In 2010 the Carbon Leadership Forum (CLF) was founded at the University of Washington with participating progressive architects who were also involved with AIA. The CLF focus was on embodied carbon, and they have strongly influenced the awareness of embodied carbon in these other organizations.

Architecture 2030 began as an organization in 2005 dedicated to reducing building operational energy use and associated carbon emissions to net zero by the year 2030.  While it still pursues and promotes that goal, in 2011 Architecture 2030 established its Challenge for Products, establishing a baseline for carbon footprint reporting. That has since evolved into the Challenge for Embodied Carbon.

In 2019, the Large Firm RoundTable (LFRT) of the American Institute of Architects (AIA) issued a document called Countdown on Carbon that encouraged all architects to focus more deeply on the embodied carbon of construction materials. For many firms, that was a wakeup call on embodied carbon.

Aspen Community School, Woody Creek, CO, 2016 - Early Whole building Life Cycle Study at Cuningham Architects

New Tools

Thanks to the efforts of the above organizations and others, we now have at our disposal several tools that enable us to quantify and assess embodied carbon. Their pioneering efforts led to EC3, Whole Building Life Cycle Assessment, Carbon Leadership Forum, Environmental Product Declarations (EPD’s) Tally, Mindful Materials, and so much more that we take for granted today. Without these tools and organizations, we would not be able to make sense of the issue, and we would most likely not have the code and legislative initiatives that promote the reduction of embodied carbon.

Codes and Legislation

While efforts to achieve reductions in construction material carbon emissions have been largely voluntary and driven by architects and engineers in the last several years, states and cities have begun to include the issue in regulations and building codes.  In 2017, California enacted a state law that required several classes of materials to have maximum Global Warming Potential (GWP) limits for state funded projects. Colorado followed in 2021 with a similar law. Since then, many other states and cities have enacted legislation limiting the GHG emissions of construction materials.

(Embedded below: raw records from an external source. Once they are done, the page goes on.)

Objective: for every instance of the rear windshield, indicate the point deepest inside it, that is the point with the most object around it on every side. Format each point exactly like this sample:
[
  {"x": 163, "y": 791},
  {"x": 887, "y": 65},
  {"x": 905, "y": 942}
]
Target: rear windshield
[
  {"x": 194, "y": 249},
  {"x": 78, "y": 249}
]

Now, just a few short years later, virtually all major architecture firms have initiatives focused on reducing the embodied carbon of their projects. Here in Colorado where I am based, a recently retired local structural engineer (Robert Redwine, P.E.) founded the Colorado Embodied Carbon Collaborative (CECC). I am glad to be involved with that as a member of the Board.

Conclusion

As Thomas S. Kuhn pointed out in his wonderful book, The Structure of Scientific Revolutions, paradigm shifts can take a very long time to develop. Once accepted by a critical mass of practitioners, however, the new paradigm becomes entrenched rapidly. The memory of a time before that shift fades and the old paradigm simply evaporates. So it has been with construction materials; that they matter we now take for granted, as we should. How we got here, we hardly know. But that knowledge is still there if we care to dig deeper.